À coalizão, foi dado o nome de Anti-Bala. Em sua primeira ação, já ficou explícito que usaria o mesmo expediente dos rivais: a extrema violência. Em janeiro daquele ano, sequestrou o jovem Jeferson Lapuente, 22 anos, que seria integrante dos Bala na Cara, e o decapitou. O corpo, enrolado por um edredom com os dizeres "Bala nos Bala", foi deixado no bairro Mario Quintana. A cabeça, dentro de uma caixa, foi largada no bairro Bom Jesus. O recado foi nítido e a guerra estava decretada.


A partir daquela morte, Porto Alegre e cidades próximas, ao longo de 2016 e 2017, tiveram, pelo menos, 16 casos de decapitações e esquartejamentos.
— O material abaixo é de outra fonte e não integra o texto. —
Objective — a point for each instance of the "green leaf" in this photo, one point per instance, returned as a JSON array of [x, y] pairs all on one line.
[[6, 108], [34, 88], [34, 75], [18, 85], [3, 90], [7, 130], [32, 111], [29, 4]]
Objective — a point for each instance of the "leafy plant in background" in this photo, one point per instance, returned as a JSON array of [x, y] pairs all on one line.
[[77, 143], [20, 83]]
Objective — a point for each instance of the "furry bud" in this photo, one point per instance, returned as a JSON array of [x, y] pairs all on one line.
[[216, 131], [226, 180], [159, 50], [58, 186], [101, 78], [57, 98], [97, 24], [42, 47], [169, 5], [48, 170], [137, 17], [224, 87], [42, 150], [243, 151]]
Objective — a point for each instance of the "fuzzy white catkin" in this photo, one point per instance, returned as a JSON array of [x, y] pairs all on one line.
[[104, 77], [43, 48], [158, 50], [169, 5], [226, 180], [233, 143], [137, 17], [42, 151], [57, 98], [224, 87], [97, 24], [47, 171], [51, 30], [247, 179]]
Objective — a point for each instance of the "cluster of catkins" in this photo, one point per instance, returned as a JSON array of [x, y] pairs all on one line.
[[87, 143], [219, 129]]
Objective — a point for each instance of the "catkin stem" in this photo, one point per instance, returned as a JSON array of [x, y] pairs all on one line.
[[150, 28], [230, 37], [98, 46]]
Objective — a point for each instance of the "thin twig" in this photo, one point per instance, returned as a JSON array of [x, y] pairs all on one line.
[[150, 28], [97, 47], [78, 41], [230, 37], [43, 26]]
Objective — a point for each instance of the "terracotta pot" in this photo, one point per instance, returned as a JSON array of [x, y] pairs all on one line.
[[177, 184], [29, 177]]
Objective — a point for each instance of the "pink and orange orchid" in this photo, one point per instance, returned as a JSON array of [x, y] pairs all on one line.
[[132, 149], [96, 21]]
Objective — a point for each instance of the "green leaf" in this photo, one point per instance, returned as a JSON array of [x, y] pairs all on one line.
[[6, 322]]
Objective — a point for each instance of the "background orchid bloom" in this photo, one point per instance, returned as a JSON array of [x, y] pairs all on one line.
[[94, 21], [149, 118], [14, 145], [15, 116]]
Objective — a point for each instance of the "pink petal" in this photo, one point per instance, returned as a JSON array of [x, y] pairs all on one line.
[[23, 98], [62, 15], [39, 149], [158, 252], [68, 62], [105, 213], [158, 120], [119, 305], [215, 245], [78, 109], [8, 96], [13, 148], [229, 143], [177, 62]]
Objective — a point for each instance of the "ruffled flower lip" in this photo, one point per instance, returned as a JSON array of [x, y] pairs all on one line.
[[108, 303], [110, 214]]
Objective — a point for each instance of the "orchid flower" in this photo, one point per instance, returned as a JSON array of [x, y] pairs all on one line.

O número de homicídios disparou. De acordo com Atlas da Violência, levantamento realizado pelo Instituto de Pesquisa Econômica Aplicada (Ipea) e pelo Fórum Brasileiro de Segurança Pública, com dados de 2016, Viamão, com 77,1 casos de homicídios para cada 100 mil habitantes, foi a 21ª cidade mais violenta do país. Alvorada, com 71,8, ficou em 30º lugar. Também apareceram no indesejado ranking dos cem municípios mais violentos Porto Alegre (66º, com 58,1) e Sapucaia do Sul (98º, com 50,4).


A Capital teve recorde de assassinatos em 2016. Foram 722 ocorrências e 792 vítimas, de acordo com cifras oficiais. O número pode ter sido maior, pois muitos corpos da guerra do tráfico não são localizados. Diante das elevadas taxas de violência, autoridades decidiram adotar medidas mais severas no combate ao crime.


Em janeiro de 2017, quando foi preso no Paraguai, Jackson Peixoto Rodrigues, o Nego Jackson, 36 anos, apontado como um dos líderes dos Anti-Bala (a partir de um núcleo do bairro Vila Jardim), foi enviado para uma penitenciária federal. O mesmo destino foi dado, dois meses depois, a José Dalvani Nunes Rodrigues, o Minhoca, 36 anos, apontado como líder dos Bala na Cara na Vila Safira, no bairro Mario Quintana.


As duas transferências serviram como balão de ensaio para a Operação Pulso Firme que, em julho de 2017, determinou a remoção de outros 27 presos que, de acordo com investigações, ocupam posições chave em facções do Estado. Os casos de homicídio caíram na Capital em 2017: foram registradas 585 ocorrências com 666 vítimas. A queda acentuou-se em 2018 para 458 casos e 539 mortes.


A tendência de redução nos assassinatos está sendo mantida em 2019. Principalmente naqueles cometidos com crueldade. Mas as facções não foram desarticuladas. Em busca de novos mercados, expandiram-se para o Interior. Além disso, passaram a disputar o mercado excedente não atendido pela liberação da maconha no Uruguai. Com isso, aumentaram os homicídios no país vizinho.


Mesmo que os órgãos de segurança tenham intensificado o combate ao crime organizado, atacando principalmente a lavagem de dinheiro, os grupos mantêm o poderio bélico e seguem faturando com o tráfico de drogas e crimes relacionados.


É um barril de pólvora que pode ser detonado a qualquer momento.